Some of the things that government was doing simply didn’t belong in the government. So we sold off telecommunications, airlines, irrigation schemes, computing services, government printing offices, insurance companies, banks, securities, mortgages, railways, bus services, hotels, shipping lines, agricultural advisory services, etc. In the main, when we sold those things off, their productivity went up and the cost of their services went down, translating into major gains for the economy. Furthermore, we decided that other agencies should be run as profit-making and tax-paying enterprises by government. For instance, the air traffic control system was made into a stand-alone company, given instructions that it had to make an acceptable rate of return and pay taxes, and told that it couldn’t get any investment capital from its owner (the government). We did that with about 35 agencies. Together, these used to cost us about one billion dollars per year; now they produced about one billion dollars per year in revenues and taxes.

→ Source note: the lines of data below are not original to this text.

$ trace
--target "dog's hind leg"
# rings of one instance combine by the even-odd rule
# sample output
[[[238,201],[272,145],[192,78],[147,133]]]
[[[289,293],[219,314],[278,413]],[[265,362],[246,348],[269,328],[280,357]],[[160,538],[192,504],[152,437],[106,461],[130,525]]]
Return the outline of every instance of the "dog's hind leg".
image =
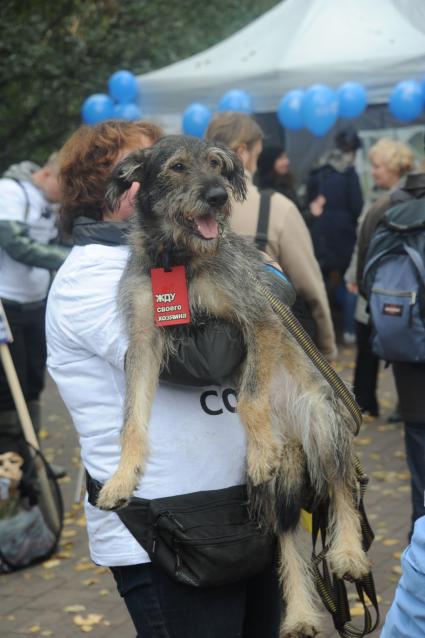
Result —
[[[362,547],[359,513],[352,489],[336,481],[331,486],[330,542],[327,558],[339,578],[357,579],[370,571],[370,561]]]
[[[304,481],[302,447],[295,442],[287,443],[276,479],[275,505],[280,546],[279,578],[286,604],[281,638],[315,636],[320,625],[313,577],[295,542]]]
[[[281,441],[273,432],[270,388],[276,369],[279,333],[256,326],[247,337],[247,356],[238,394],[238,412],[248,437],[248,476],[254,486],[269,481],[280,463]]]

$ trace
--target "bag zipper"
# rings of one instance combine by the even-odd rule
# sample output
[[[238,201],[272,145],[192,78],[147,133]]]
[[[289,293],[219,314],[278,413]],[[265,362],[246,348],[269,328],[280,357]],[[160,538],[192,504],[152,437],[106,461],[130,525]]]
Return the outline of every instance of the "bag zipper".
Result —
[[[413,306],[416,303],[416,290],[388,290],[387,288],[372,288],[371,292],[391,297],[410,297],[410,305]]]

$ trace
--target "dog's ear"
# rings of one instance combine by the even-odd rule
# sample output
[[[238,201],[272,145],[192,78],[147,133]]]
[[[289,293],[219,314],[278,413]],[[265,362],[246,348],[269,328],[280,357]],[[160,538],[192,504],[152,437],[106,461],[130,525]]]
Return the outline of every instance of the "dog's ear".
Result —
[[[234,151],[219,142],[214,141],[210,151],[220,158],[221,173],[229,181],[233,197],[236,201],[243,202],[246,198],[246,178],[241,160]]]
[[[143,169],[150,153],[150,148],[134,151],[114,167],[106,187],[105,198],[109,210],[114,211],[118,208],[122,195],[133,182],[143,181]]]

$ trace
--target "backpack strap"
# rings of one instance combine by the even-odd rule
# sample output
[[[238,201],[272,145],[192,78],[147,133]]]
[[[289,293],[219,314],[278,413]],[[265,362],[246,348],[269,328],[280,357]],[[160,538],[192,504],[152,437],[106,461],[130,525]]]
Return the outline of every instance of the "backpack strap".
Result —
[[[422,260],[422,257],[420,256],[418,251],[412,248],[411,246],[408,246],[407,244],[403,244],[403,247],[406,253],[409,255],[410,259],[413,261],[416,267],[416,270],[418,271],[419,276],[422,279],[422,283],[425,286],[425,267],[424,267],[424,262]]]
[[[28,213],[29,213],[29,210],[30,210],[30,198],[28,197],[27,189],[25,188],[23,183],[19,179],[17,179],[16,177],[9,177],[9,179],[13,180],[15,182],[15,184],[18,184],[19,188],[24,193],[24,197],[25,197],[24,222],[26,222],[27,218],[28,218]]]
[[[257,230],[255,233],[255,245],[258,250],[264,250],[267,246],[267,234],[269,229],[270,219],[270,199],[273,195],[271,189],[265,189],[260,191],[260,209],[258,213]]]

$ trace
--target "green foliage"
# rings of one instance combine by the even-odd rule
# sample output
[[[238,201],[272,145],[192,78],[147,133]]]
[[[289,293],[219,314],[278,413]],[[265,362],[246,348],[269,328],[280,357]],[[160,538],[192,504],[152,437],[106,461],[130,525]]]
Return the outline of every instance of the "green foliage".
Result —
[[[228,37],[277,0],[2,0],[0,170],[43,162],[118,69],[146,73]]]

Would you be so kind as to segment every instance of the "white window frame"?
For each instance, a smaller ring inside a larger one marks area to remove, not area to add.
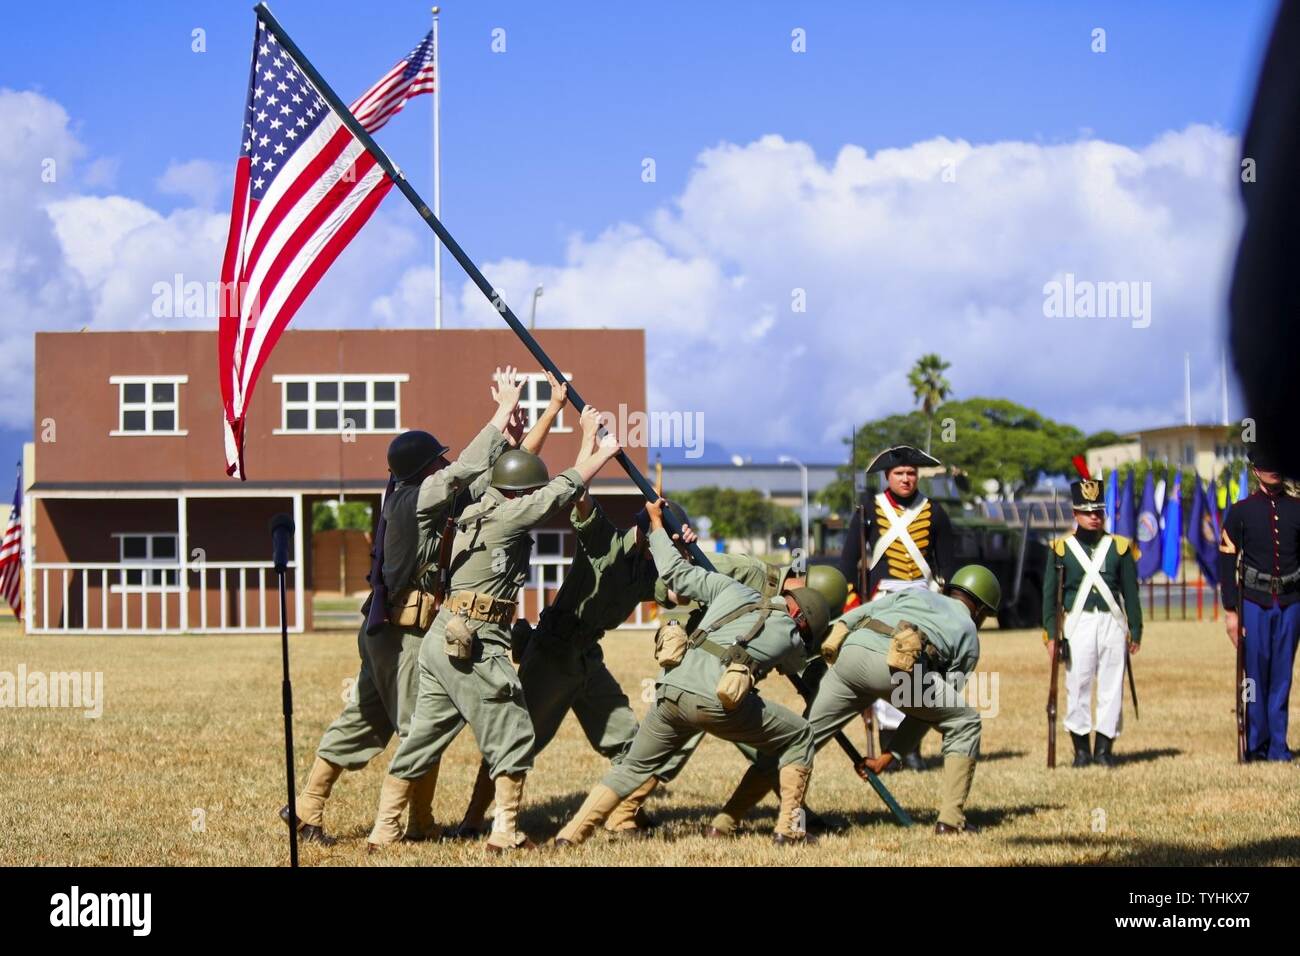
[[[358,435],[396,435],[405,429],[402,427],[402,386],[411,380],[411,376],[402,372],[367,372],[365,374],[334,374],[334,375],[273,375],[271,381],[280,386],[280,427],[274,429],[273,435],[341,435],[343,434],[343,409],[345,407],[357,408],[364,406],[369,412],[369,419],[374,421],[374,413],[377,409],[391,409],[394,413],[395,422],[392,428],[353,428],[352,431]],[[289,383],[305,382],[307,384],[307,401],[290,402],[289,401]],[[316,385],[318,382],[334,382],[339,386],[339,397],[334,402],[318,402],[316,400]],[[365,382],[366,397],[360,402],[349,402],[343,398],[343,386],[349,382]],[[375,383],[391,382],[393,385],[393,400],[391,402],[376,402]],[[305,411],[307,413],[306,428],[289,427],[289,411]],[[334,409],[339,414],[338,428],[317,428],[316,412],[318,410]]]
[[[525,428],[532,428],[537,424],[537,419],[541,417],[542,412],[546,410],[546,406],[551,404],[549,398],[537,397],[537,383],[546,381],[546,373],[526,372],[519,377],[524,379],[525,382],[524,390],[519,396],[519,407],[522,408],[528,416],[528,423]],[[572,378],[572,372],[564,373],[564,380],[566,382]],[[566,426],[564,424],[564,413],[566,411],[568,411],[567,402],[565,403],[565,407],[560,409],[560,414],[555,416],[555,424],[551,426],[552,434],[563,435],[573,431],[572,426]]]
[[[108,384],[117,386],[117,427],[109,432],[114,438],[131,438],[141,435],[188,435],[189,430],[181,428],[181,386],[188,385],[190,377],[188,375],[110,375]],[[126,386],[143,385],[144,402],[132,402],[127,407]],[[172,386],[172,400],[170,402],[155,402],[153,399],[153,387],[155,385]],[[130,429],[126,427],[126,413],[128,411],[144,412],[145,427],[143,430]],[[161,431],[153,427],[153,413],[155,411],[172,413],[173,428],[170,431]]]
[[[544,379],[545,376],[543,376],[543,380]],[[573,529],[572,528],[538,528],[537,530],[529,533],[533,537],[533,549],[529,554],[528,581],[524,584],[524,587],[558,588],[561,584],[564,583],[564,579],[568,576],[569,565],[573,563],[573,557],[569,554],[568,551],[569,536],[573,534]],[[542,557],[542,555],[541,555],[541,549],[538,547],[538,545],[541,543],[541,541],[539,540],[539,535],[543,535],[543,534],[553,534],[560,539],[560,553],[554,557],[551,555],[546,555],[545,556],[546,560],[540,561],[538,559]],[[563,569],[563,571],[558,574],[558,577],[560,579],[559,582],[554,584],[547,582],[543,584],[542,580],[539,578],[539,573],[543,573],[542,568],[556,567],[556,566],[559,566]]]
[[[117,562],[122,568],[122,574],[117,584],[109,585],[110,594],[139,594],[144,591],[165,591],[169,594],[177,593],[181,590],[181,559],[180,559],[180,535],[175,531],[115,531],[113,537],[117,539]],[[126,547],[127,538],[144,538],[145,539],[145,557],[128,558],[123,554]],[[155,558],[153,556],[154,538],[171,538],[176,542],[176,557],[174,558]],[[128,584],[126,581],[127,571],[140,570],[144,573],[140,576],[139,584]],[[158,571],[162,573],[162,583],[154,584],[149,579],[152,577],[149,572]],[[167,583],[168,571],[176,573],[176,583]]]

In summary, after reform, the size of government as measured by number of employees dropped 66 percent. The government’s share of the country’s GDP dropped from 44 percent to 27 percent. Federal debt dropped from 63 percent of GDP to 17 percent. The benefits of such radical downsizing are still being felt today. According to Wikipedia, “New Zealand has a modern, prosperous, developed economy [with] a relatively high standard of living with an estimated GDP per capita of US$31,067 in 2010, comparable to Southern Europe. Since 2000 New Zealand has made substantial gains in median household income [and NZ citizens] have a high level of life satisfaction.” Marketing ads for New Zealand claim, “New Zealand is now an entrepreneurial power house,” is “ranked first as the least corrupt,” is the “5th freest economy in the world,” and is “first in the world for protecting investors.” Floy Lilley calls all of this “a great and jubilant cry of markets and people who have pulled themselves back from the brink. New Zealand said no to death by debt; couldn’t we?”